# Pick Speed vs Number of units picked?



## Cheesy123 (May 15, 2021)

So I've been in fulfillment for a few months now and have got to know the layout of the store pretty well but one thing I have noticed is my pick speed. After almost every shift when I check mpm, my speed will be 50 and I'm the slowest out of my coworkers. However, I notice that the amount of units I pick is always higher and my inf is better compared to some of them..what is looked at more? And does this just mean that I'm making better use of my time? I'm in the green majority of the time and I havnt been talked to about it, but just curious. Are there quarterly/yearly reports that will reflect this or will it just show my speed?


----------



## Hardlinesmaster (May 15, 2021)

@seasonaldude please assist. Greenfield has the reports.


----------



## Jenim12 (May 15, 2021)

There are reports in Greenfield that show both. You can see the quantity of units picked over a period of time (day, week, month, quarter, year) and it will also show the pick productivity (pick speed) over those same periods of time. There were problems in the reporting for pick productivity before though, where it wasn't just counting time picked leading to WAY lower scores.. like 21 units per hour low across the board, so it is difficult to use.

As far as which metric is better, the answer is it depends: There will be batches of baby food, seasonal candy, stationery during BTS that are like 12(50) that can really boost your score and batches like 16(16) that will drop your score.

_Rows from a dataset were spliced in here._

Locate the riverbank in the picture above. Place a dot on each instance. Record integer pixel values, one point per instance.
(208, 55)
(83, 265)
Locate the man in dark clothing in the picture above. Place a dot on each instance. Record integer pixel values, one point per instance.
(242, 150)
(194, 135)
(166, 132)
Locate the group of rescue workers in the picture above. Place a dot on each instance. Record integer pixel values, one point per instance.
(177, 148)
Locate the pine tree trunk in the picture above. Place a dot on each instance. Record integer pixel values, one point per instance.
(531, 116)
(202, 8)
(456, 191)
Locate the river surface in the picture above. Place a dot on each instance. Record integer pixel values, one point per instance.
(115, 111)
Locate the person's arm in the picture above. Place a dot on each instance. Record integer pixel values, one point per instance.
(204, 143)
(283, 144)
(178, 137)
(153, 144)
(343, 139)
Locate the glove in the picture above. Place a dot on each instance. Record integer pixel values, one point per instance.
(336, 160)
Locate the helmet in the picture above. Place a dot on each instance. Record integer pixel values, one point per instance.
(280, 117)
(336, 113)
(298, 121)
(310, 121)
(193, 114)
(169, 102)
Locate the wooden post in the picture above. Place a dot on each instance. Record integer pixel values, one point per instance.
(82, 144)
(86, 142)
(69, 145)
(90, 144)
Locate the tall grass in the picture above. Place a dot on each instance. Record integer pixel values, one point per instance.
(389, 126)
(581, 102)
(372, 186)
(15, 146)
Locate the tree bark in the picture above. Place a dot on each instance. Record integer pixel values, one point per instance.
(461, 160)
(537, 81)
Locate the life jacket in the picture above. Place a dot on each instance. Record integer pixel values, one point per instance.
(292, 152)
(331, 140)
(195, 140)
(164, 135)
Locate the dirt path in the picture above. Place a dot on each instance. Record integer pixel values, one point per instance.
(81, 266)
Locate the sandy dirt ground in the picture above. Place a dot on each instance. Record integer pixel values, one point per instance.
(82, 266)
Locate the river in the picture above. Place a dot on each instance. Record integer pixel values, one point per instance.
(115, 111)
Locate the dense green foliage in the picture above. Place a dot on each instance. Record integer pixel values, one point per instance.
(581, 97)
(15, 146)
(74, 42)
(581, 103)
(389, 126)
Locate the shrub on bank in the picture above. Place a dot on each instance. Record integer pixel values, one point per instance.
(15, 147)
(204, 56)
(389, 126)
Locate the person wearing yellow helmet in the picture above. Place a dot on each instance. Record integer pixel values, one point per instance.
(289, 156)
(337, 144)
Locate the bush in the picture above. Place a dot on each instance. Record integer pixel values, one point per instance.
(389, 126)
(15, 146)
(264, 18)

You want to look at longer term trends, because there will always be slow batches and fast batches, and they will start to average out over time. You should be picking at least around 40 UPH for GM OPU (some stores require higher), so if you work a 4 hour shift, you should have picked at least 150 units (accounting for your 15) by the time you leave. 

If your INF and pick productivity are green everyday, then you're probably doing just fine, but better just to check in with your TL about it if you have concerns! They can tell you what their specific expectations are and let you know how you're doing!


----------



## Far from newbie (May 15, 2021)

I would rather have a Tm that picked more UNITS than picked fast.  There are the tm‘s that pick a fast batch, then sit in the break room for a bit, then pick another batch fast.  If you picked 3 batches in that same time your SPEED may be the same as theirs but your UNITS would be MORE. 
The way I’ve read the numbers SPEED is calculated from the beginning of the batch to the end- NOT by how many units picked PER hour ! 
Maybe it has changed, but that is how it used to be.


----------



## moninity (May 15, 2021)

It’s by items picked, if given the time needed I prefer picking 30 to maybe 45 items same as the size of a SFS batch. If I get that completed quickly my pick speed is usually between 50-70+ but if I pick a small batch 10 items or so  my speed is below that maybe between 30-40.


----------



## NewKidGSTL (May 16, 2021)

If someone picked less, but have a higher pick productivity I would assume they are faking their numbers ie pausing their carts


----------